Minimal reproducible example for the question https://stackoverflow.com/questions/52700621/
Here I launch Tensorflow server and open session from spawned child process in Python.
I want to understand, why I need to re-initialize global variables each time and cannot just lock once initialized graph for that. Also I have weird CUDA OOM error in this program,
In addition, I seek for more efficient ways to reduce computational and memory overhead when using this scenario.
Files:
keras_simple_gru_model.py
- train toy GRU model in keras.
model-best.h5
- saved weights to be loaded in Tensorflow.
tf_load.py
- main example showing my problem.
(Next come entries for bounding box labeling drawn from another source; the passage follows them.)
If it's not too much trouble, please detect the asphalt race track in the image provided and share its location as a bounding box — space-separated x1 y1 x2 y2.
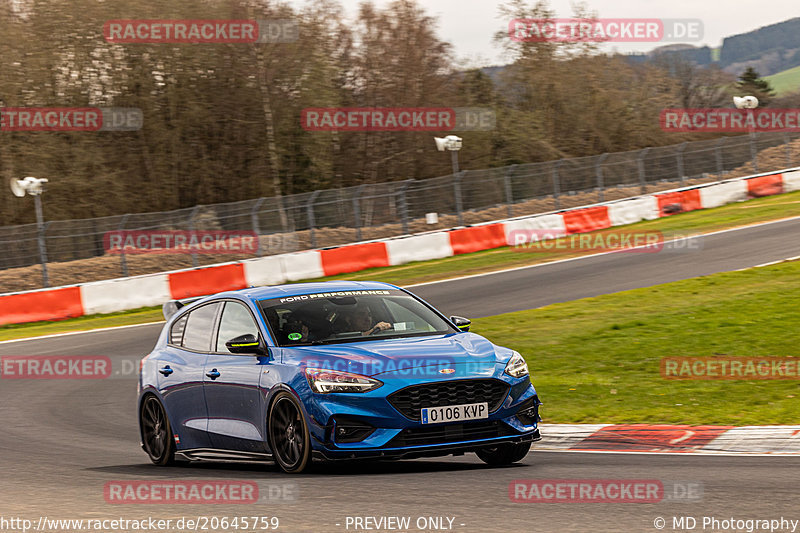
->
0 220 800 533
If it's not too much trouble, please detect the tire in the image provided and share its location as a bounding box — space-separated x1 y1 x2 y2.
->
267 391 311 474
475 442 531 466
139 394 175 466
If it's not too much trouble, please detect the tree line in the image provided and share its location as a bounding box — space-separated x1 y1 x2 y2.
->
0 0 780 225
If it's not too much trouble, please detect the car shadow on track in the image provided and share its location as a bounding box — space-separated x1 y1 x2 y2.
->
85 457 533 479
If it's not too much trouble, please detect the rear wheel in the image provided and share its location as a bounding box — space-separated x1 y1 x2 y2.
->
475 442 531 466
267 392 311 474
139 395 175 466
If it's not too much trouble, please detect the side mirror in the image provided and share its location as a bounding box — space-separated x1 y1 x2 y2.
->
450 316 472 331
225 333 267 355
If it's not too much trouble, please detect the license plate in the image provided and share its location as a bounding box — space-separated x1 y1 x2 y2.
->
420 402 489 424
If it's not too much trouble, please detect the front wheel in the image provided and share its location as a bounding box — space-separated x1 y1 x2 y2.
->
139 395 175 466
267 392 311 474
475 442 531 466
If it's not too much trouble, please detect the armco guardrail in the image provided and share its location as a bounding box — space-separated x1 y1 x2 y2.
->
0 168 800 324
0 133 800 290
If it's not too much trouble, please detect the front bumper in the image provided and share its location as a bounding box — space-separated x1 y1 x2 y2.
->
302 380 541 459
313 428 542 460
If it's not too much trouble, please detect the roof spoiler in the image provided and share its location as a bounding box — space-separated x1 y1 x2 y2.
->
161 296 202 320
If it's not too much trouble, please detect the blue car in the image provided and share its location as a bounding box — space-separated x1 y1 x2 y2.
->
138 281 540 473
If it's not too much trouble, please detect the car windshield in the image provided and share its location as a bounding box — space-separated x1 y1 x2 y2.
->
259 289 458 346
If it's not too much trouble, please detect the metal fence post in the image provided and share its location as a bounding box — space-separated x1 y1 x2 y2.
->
250 196 266 257
395 180 414 235
750 131 758 172
117 213 131 278
594 153 608 202
353 183 367 241
553 159 564 209
783 131 792 168
306 190 322 248
453 170 465 226
36 220 50 287
503 165 517 218
714 137 728 174
636 146 650 194
189 205 203 268
33 194 50 287
678 141 689 185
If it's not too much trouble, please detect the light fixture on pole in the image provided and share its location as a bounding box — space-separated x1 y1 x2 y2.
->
433 135 462 174
9 176 50 287
733 96 758 172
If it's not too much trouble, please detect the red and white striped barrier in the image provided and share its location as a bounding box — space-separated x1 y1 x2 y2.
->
536 424 800 455
0 169 800 325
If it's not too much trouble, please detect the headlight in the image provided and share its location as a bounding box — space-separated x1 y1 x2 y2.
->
506 352 528 378
306 368 383 394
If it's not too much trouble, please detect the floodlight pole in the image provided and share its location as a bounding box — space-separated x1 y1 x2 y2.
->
33 194 50 287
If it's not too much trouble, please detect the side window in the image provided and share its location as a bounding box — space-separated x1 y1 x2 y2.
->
169 315 189 346
183 303 220 352
216 302 258 353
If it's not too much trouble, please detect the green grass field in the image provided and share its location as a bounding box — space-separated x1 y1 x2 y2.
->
764 67 800 96
471 262 800 426
0 191 800 340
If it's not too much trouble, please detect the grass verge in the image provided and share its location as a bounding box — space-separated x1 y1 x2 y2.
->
472 261 800 426
0 191 800 341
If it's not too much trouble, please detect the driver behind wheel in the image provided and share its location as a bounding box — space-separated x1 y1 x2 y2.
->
347 305 392 335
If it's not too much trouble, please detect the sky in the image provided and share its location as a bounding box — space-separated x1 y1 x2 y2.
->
324 0 800 67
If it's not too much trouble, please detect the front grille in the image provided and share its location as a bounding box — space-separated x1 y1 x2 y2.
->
388 379 509 420
386 420 516 448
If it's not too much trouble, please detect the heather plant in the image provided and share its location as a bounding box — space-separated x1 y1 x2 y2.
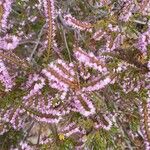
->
0 0 150 150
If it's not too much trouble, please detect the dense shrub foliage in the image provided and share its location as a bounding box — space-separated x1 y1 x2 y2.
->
0 0 150 150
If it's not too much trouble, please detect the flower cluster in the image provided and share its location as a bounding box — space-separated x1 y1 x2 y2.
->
0 0 150 150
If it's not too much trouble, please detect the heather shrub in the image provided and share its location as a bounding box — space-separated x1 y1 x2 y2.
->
0 0 150 150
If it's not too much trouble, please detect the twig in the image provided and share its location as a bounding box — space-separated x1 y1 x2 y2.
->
61 26 71 62
29 24 46 62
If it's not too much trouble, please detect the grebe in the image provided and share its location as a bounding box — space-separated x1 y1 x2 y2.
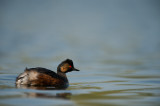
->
16 59 79 88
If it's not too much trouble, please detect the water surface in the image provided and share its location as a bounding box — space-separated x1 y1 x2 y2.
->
0 0 160 106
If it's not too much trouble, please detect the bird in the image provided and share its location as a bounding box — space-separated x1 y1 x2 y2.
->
15 59 80 88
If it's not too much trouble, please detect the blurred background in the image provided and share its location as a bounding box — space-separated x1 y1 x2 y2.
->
0 0 160 106
0 0 160 68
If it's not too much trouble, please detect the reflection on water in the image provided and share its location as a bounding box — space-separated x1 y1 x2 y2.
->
0 0 160 106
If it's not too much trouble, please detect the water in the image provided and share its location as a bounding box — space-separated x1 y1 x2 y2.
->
0 0 160 106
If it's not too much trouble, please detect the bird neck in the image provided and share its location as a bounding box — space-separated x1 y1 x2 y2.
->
57 70 67 79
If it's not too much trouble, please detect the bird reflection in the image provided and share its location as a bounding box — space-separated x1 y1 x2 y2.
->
16 85 72 100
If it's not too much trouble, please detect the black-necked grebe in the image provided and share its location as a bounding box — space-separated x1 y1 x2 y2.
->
16 59 79 88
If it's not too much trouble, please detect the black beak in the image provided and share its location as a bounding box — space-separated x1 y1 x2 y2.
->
73 68 80 71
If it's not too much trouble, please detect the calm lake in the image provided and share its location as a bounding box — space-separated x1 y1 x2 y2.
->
0 0 160 106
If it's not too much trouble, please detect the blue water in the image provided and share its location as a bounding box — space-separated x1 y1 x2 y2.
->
0 0 160 106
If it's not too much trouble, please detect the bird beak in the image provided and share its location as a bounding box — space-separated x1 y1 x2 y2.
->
73 68 80 71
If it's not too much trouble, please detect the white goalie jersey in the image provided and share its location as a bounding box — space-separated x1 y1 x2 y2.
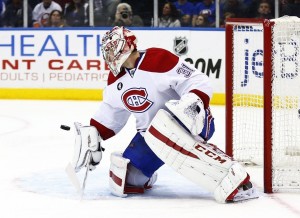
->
91 48 212 139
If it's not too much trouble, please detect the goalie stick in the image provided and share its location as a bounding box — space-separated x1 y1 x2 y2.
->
65 152 91 199
60 122 104 199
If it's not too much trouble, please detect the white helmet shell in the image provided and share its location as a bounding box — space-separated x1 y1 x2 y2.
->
101 26 137 76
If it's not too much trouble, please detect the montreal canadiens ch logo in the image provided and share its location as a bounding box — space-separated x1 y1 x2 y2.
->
122 88 153 113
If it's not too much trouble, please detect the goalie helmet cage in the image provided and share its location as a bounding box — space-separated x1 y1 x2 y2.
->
226 16 300 193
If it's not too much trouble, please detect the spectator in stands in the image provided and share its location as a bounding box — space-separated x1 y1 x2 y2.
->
64 0 89 27
158 2 181 27
256 2 274 19
220 12 235 28
94 0 120 26
3 0 32 27
48 10 65 27
32 0 62 27
174 0 194 27
121 0 155 26
195 15 210 27
192 0 216 26
55 0 69 9
112 3 144 27
280 0 300 17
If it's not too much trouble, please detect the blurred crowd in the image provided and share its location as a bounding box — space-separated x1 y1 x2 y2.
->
0 0 300 28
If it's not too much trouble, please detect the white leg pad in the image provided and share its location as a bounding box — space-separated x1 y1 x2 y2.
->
109 152 130 197
144 110 247 203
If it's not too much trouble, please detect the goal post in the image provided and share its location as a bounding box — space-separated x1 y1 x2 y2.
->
226 16 300 193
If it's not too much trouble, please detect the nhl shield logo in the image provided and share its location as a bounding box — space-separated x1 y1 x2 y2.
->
174 37 188 56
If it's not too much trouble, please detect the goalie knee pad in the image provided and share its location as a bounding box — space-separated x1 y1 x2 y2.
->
109 152 157 197
144 110 252 203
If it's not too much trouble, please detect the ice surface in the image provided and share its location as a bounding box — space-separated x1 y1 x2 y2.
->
0 100 300 218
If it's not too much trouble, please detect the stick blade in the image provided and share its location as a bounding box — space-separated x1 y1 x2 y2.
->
65 163 82 195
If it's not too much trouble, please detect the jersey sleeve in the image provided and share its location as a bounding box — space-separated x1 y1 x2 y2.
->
91 96 130 140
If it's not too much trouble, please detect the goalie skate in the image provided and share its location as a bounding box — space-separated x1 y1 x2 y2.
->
227 181 259 203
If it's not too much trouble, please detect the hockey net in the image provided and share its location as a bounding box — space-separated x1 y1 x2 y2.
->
226 17 300 193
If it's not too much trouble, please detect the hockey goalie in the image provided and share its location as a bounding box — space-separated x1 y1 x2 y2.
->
68 27 258 203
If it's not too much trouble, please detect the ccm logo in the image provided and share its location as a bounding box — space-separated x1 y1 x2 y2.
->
195 145 227 164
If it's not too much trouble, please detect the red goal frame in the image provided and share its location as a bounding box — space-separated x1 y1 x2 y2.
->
225 18 274 193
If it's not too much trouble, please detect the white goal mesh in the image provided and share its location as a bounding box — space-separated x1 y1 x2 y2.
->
226 17 300 192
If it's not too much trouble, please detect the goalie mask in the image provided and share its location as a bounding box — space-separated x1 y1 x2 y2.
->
101 26 137 76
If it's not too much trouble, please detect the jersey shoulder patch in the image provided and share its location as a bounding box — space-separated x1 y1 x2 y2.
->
107 69 126 86
139 48 179 73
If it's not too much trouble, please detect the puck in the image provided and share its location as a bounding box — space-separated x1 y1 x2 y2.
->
60 125 71 131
See PROBLEM
word in comments.
Tensorflow versions tested: 1.2, 1.11-rc1
If you have import error, you may need to change imports: tensorflow.contrib.keras.***
, to tensorflow.keras.***
of something.
1.tf_load_thread.py
- shows that problem is not existent for threads, as tf.Session()
is thread-safe
-
tf_load_eager.py
- First solution to the problem, suggested by Allen Lavoie, which uses tensorflow eager execution (incompatible with TF 1.2). This requries saving model without optimizer (model_converter_for_eager.py
,model_without_opt.h5
). After that model starts to require float inputs instead of integers. -
Second solution: custom tensorflow server.
tf_server.py
- custom server, where tensorflow is independently loaded for multiple processes (needs manual memory management on GPU)
tf_load_client.py
- client (main program) which makes requests to TF server.